Ainda que os missais nem sempre tenham sido organizados desta forma [2], é óbvio que o ciclo temporal — tal como existe há bastante tempo — faz todo o sentido: dizemos que o ano litúrgico da Igreja começa com o tempo do Advento e termina com o último Domingo depois de Pentecostes. Mas, tomando S. André como o início oficial do ciclo santoral [3] e S. Silvestre Abade como seu fechamento oficial, podemos perceber uma conveniência similar na forma como esse ciclo é disposto no Missale Romanum?
Antes de proceder, duas observações. Primeiro, o abade São Silvestre Gozzolini, OSB (1177–1267), fundador dos “silvestrinos”, é um acréscimo relativamente recente no calendário geral, tendo sido introduzido pelo Papa Leão XIII em 1890. Como consequência, ele não é encontrado nos calendários de algumas dioceses e de várias Ordens religiosas [4]. Entretanto, para a vasta maioria dos católicos que rezam segundo o usus antiquior, o último santo no ciclo santoral é, de fato, S. Silvestre Abade.

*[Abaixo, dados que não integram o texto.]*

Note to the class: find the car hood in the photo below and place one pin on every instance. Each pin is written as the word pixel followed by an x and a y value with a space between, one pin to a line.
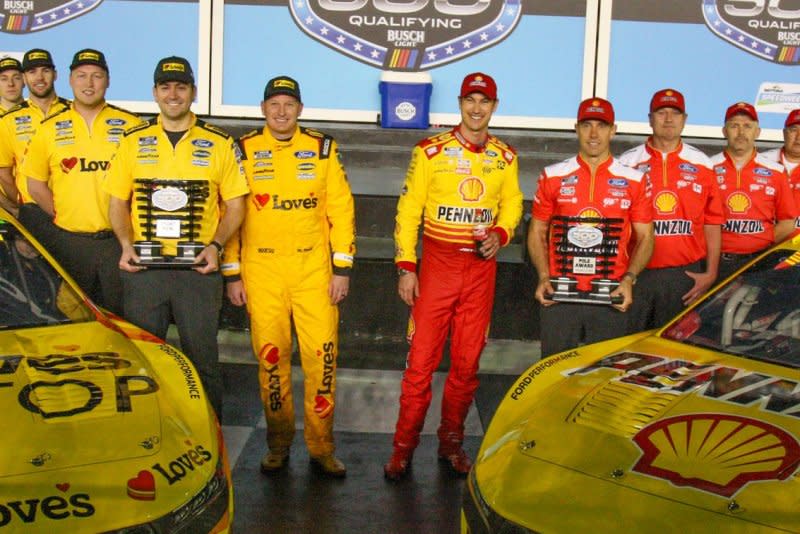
pixel 73 395
pixel 686 425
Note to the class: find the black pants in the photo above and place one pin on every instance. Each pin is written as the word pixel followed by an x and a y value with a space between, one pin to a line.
pixel 730 263
pixel 657 296
pixel 193 300
pixel 93 261
pixel 39 224
pixel 565 325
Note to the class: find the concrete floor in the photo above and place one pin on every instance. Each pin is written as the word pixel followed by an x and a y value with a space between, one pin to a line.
pixel 299 501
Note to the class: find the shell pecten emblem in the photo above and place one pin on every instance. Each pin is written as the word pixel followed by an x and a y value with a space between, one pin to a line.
pixel 738 202
pixel 716 453
pixel 471 189
pixel 666 202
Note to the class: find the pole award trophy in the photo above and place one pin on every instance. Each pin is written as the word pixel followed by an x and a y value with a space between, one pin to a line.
pixel 169 210
pixel 585 246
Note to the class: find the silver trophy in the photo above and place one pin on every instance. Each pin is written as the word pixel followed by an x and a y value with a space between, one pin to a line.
pixel 170 209
pixel 585 246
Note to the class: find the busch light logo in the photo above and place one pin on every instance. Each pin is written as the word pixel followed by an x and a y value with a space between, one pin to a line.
pixel 26 16
pixel 769 29
pixel 407 35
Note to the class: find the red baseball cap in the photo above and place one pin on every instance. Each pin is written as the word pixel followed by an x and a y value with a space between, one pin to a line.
pixel 596 108
pixel 741 108
pixel 478 82
pixel 793 118
pixel 667 98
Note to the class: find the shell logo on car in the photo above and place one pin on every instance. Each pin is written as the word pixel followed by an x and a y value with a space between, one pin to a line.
pixel 718 453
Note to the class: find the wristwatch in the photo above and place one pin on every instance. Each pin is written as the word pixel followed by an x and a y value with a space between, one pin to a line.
pixel 217 245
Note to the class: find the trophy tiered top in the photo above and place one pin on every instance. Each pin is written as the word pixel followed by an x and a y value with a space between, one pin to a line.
pixel 585 248
pixel 169 210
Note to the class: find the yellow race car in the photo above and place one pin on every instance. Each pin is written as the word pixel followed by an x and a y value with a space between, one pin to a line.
pixel 692 428
pixel 107 428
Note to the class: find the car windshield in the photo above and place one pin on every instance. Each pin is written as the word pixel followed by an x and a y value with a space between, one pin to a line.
pixel 32 292
pixel 755 315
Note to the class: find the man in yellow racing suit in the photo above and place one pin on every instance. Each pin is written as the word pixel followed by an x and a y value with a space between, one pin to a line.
pixel 293 264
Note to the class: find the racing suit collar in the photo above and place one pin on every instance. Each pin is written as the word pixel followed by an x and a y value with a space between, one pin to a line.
pixel 268 135
pixel 604 165
pixel 653 151
pixel 191 123
pixel 732 162
pixel 472 147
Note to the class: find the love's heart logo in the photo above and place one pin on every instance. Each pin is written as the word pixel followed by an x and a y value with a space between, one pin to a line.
pixel 322 406
pixel 261 199
pixel 68 163
pixel 67 348
pixel 142 487
pixel 269 353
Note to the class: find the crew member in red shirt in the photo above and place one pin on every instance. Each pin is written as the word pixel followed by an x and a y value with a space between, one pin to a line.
pixel 789 157
pixel 759 208
pixel 687 217
pixel 592 186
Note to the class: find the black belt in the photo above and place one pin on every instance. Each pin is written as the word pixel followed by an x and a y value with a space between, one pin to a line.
pixel 102 234
pixel 729 256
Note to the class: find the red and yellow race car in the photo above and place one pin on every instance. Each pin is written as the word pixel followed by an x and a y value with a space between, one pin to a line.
pixel 692 428
pixel 107 428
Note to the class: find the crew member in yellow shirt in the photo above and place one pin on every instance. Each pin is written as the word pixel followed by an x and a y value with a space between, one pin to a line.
pixel 182 160
pixel 65 165
pixel 16 129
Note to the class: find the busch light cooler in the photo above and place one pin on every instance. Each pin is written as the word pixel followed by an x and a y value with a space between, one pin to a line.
pixel 405 99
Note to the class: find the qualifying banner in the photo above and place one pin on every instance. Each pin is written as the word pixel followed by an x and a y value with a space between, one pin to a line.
pixel 716 52
pixel 338 49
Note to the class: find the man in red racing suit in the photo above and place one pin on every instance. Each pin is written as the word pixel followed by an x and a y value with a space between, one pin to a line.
pixel 463 185
pixel 789 157
pixel 595 186
pixel 759 208
pixel 687 217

Segundo, ainda que os comentadores medievais da Escritura (como Guilherme Durando) digam muito pouco sobre a relação entre os ciclos temporal e santoral, e muitos detalhes sejam inicialmente obra do acaso ou da praticidade, sabemos que a liturgia, da forma orgânica como se desenvolve sob o cuidado da divina Providência, muitas vezes deixa entrever uma impressionante conveniência no arranjo ou disposição de suas partes, a qual vai muito além do escopo limitado das intenções humanas [5]. É por isso que em qualquer aspecto da liturgia podemos abordar a questão da conveniência e esperar encontrar respostas plausíveis, assim como os alegoristas medievais podiam olhar para os atos cerimoniais [da Missa] — o ósculo sobre o altar, o ato do sacerdote de se voltar para a assembleia, os sinais da cruz feitos por ele — e ver neles representações das fases da vida de Cristo, ou de sua dolorosa Paixão [6]. É razoável, pois, explicar simbolicamente o porquê de o ciclo tradicional dos santos começar ou terminar deste e daquele modo.
Comecemos pelo fim. Como explica o St. Andrew’s Daily Missal, S. Silvestre “deveu sua vocação religiosa à vista do cadáver de um parente. Primeiro ele viveu uma vida solitária, mas depois fundou um mosteiro sob a Regra de S. Bento”. A história levemente macabra de sua conversão é tematizada na Coleta de sua festa:
Clementíssime Deus, qui sanctum Silvéstrum Abbátem, saéculi huius vanitátem in apérto túmulo pie meditántem, ad erémum vocáre et praecláris vitae méritis decoráre dignátus es: te súpplices exorámus; ut, eius exémplo terréna despiciéntes, tui consórtio perfruámur aetérno. Per Dóminum nostrum. — Ó Deus clementíssimo, que vos dignastes chamar à solidão o bem-aventurado abade Silvestre pela meditação piedosa das vaidades do mundo em presença de um túmulo aberto, e o adornastes de notáveis merecimentos de vida, fazei que, desprezando como ele as coisas do mundo, gozemos da vossa eterna companhia. Por Nosso Senhor Jesus Cristo.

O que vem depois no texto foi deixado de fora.